Friday, September 4, 2015


Aug 4th Donald Trump

As everyone must know by now, Donald Trump has signed the required pledge not to run as an independent. The man has power; Reince Priebus, the RNC chairman came all the way from Washington D.C. to confer with Trump at the famous Trump Tower after which Trump held a press conference. He waved a copy of the unenforceable pledge he had signed in which he agreed to support whoever is nominated and not to run as a third party candidate.

Of course he did; why not? He is leading big time in all polls except Iowa where the fundamentalist retired neurosurgeon, Ben Carson, is tied with him. Being a fundamentalist in Iowa and not being a politician is worth several points.
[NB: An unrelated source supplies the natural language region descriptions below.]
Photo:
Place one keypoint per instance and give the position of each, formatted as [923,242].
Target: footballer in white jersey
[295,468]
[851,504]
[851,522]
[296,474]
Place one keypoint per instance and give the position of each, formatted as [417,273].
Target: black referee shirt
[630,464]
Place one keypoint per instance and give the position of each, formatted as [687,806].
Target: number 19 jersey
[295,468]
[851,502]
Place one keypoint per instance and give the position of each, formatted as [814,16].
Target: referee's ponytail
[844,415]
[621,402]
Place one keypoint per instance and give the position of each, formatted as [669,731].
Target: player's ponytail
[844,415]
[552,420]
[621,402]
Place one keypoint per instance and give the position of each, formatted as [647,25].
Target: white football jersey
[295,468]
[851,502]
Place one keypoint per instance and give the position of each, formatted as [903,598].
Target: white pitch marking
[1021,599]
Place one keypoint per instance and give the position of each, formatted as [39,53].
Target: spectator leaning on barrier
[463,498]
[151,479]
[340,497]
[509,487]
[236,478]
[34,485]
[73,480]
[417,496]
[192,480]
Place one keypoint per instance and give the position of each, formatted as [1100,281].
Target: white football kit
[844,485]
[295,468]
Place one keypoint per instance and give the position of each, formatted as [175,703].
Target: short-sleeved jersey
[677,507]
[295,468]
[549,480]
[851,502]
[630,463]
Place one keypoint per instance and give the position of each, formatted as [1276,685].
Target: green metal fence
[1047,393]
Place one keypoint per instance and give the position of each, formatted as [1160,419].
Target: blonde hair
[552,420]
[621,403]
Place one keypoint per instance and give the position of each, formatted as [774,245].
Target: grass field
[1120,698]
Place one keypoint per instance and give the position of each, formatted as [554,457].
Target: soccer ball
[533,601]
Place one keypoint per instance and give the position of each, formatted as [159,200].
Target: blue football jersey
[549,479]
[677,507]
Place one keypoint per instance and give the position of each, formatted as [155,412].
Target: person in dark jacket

Some of these seriously church going folks may not have been willing to laugh off Trump’s comments about “not needing forgiveness because if I do something bad I fix it myself.” There was also this gem when Trump said of the Sacrament, “I take my little glass of wine…and eat my little cracker.” For devout Christians who believe that the wine symbolizes the blood of Christ and the wafer his flesh this skirts blasphemy but doesn’t skirt it by very much. Who should be surprised that Trump, in Iowa, is head to head with a man who claims that evolution is a myth?

Other than Iowa which might be close, Trump is ahead everywhere, Why not sign this pledge if it looks fairly certain that he’s going to win the nomination?  If he runs as an Independent he faces enormous challenge and much expense trying to get on the ballot in many states. On the other hand his appeal relies heavily on his thumbing his nose at convention and authority; signing this pledge like a good little boy doesn’t fit that image at all.  Even so I doubt that this move will damage his popularity. We’ll see when the next polls appear.

Yesterday on a radio show Trump was interviewed by a host, Hugh Hewitt, a conservative, who asked him if he was familiar with the names of some Middle Eastern leaders. The host then named the leader of Quod, Hassem Soleimani, and Trump was stumped. Then Hewitt explained that he was the leader of Quod and Trump thought he heard “Kurds” and responded accordingly. A fuming Trump later complained that it was a “gotcha” question and some intellectuals like Laura Ingalls heartily agreed.  Hewitt said that he has asked tough questions of all his interviewees; he is a graduate of the University of Michigan and of Harvard Law School so maybe he expects more from candidates who hope to be President of the United States.

So what constitutes a gotcha question? It is a question designed to make its target look foolish when they can’t answer it. If the target can’t answer a question, any question, then the target will label that a gotcha question, witness Katie Couric asking Sarah Palin what periodicals she read. When Palin blew it she labeled it a gotcha question. A candidate once asked himself what turned out to be a gotcha question. Governor Perry, running for President in 2012, said he would shut down three government cabinets; then, virtually asking himself the question, which ones, tried to name them and could only name two. His failure to answer his own question helped doom his candidacy.